If you have accounts or prospects in California, you’ll need to be CCPA-compliant by January 2020.
The California Consumer Privacy Act (CCPA) — which was signed into law in June 2018 — will take effect in only a few short months and send shockwaves across industries and businesses that handle personal information of California-based consumers. It’s not a toothless regulation to take lightly, nor will it be the last. The CCPA is the first of the privacy protection tidal wave in the U.S. that is expected to cover the entire country from coast to coast.
Remember GDPR and how disruptive it was? The CCPA may seem like a copy of GDPR, but it’s not. Even companies unaffected by or already compliant with GDPR will most likely need to make additional changes. Because non-compliance will be severely penalized, businesses must get their bearings and assess whether the CCPA covers any of their operations.
Make no mistake: you can still be liable to CCPA violations even if your business does not have an office in California. Moreover, the new law will protect California residents wherever they are traveling or temporarily living, so you can still be liable for infringements that occur outside the Golden State.
Read on for more information on the CCPA, plus some tips for ensuring that your company won’t run into any trouble when the law takes effect.
Legal Disclaimer: We applied our best understanding of the California Consumer Privacy Act when building this article.
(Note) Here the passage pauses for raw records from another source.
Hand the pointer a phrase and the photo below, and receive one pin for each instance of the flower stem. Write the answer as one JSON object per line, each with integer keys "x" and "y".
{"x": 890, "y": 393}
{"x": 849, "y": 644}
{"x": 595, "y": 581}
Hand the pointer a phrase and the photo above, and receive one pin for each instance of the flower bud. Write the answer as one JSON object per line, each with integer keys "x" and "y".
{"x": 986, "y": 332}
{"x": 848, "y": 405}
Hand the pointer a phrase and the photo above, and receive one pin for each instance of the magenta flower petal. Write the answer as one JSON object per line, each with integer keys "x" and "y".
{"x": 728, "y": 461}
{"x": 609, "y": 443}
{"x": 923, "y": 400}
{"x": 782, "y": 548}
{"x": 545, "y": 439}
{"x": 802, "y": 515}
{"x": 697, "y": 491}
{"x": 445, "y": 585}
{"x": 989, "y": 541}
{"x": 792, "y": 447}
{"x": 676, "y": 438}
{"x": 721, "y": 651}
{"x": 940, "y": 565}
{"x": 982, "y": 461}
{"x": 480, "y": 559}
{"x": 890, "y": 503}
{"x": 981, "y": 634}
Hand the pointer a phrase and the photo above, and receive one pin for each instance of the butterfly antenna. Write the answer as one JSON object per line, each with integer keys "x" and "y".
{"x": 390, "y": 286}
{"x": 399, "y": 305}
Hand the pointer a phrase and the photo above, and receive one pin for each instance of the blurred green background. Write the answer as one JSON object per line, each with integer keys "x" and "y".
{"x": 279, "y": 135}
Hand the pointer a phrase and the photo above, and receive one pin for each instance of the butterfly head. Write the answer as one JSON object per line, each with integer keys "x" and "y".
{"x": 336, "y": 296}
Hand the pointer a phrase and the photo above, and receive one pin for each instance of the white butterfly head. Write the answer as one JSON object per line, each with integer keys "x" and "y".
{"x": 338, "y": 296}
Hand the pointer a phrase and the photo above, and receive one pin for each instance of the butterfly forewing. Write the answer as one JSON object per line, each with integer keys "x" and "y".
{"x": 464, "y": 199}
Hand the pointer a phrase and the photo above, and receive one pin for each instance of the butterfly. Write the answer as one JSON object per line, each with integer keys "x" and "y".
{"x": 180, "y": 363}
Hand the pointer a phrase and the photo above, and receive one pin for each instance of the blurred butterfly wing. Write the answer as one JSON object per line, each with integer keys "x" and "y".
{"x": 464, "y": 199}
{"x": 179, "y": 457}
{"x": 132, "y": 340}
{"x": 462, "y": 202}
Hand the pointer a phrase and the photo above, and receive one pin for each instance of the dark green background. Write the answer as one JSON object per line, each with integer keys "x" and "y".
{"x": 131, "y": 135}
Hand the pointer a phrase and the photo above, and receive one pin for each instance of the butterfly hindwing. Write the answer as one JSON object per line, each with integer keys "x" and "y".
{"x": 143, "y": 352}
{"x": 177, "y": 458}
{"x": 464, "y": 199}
However, we are not legal professionals. To minimize risks, kindly refer to the actual text of the CCPA and seek the advice of your corporate lawyer.
Enacted by the California State Legislature, the CCPA is a law that establishes, protects, and enforces the rights of California residents to their personal information being collected or held by businesses.
Basically, the California Consumer Privacy Act holds businesses to higher standards of transparency and regulates what they can and cannot do with personal information, especially when it comes to user privacy, purpose for holding data, and data sharing.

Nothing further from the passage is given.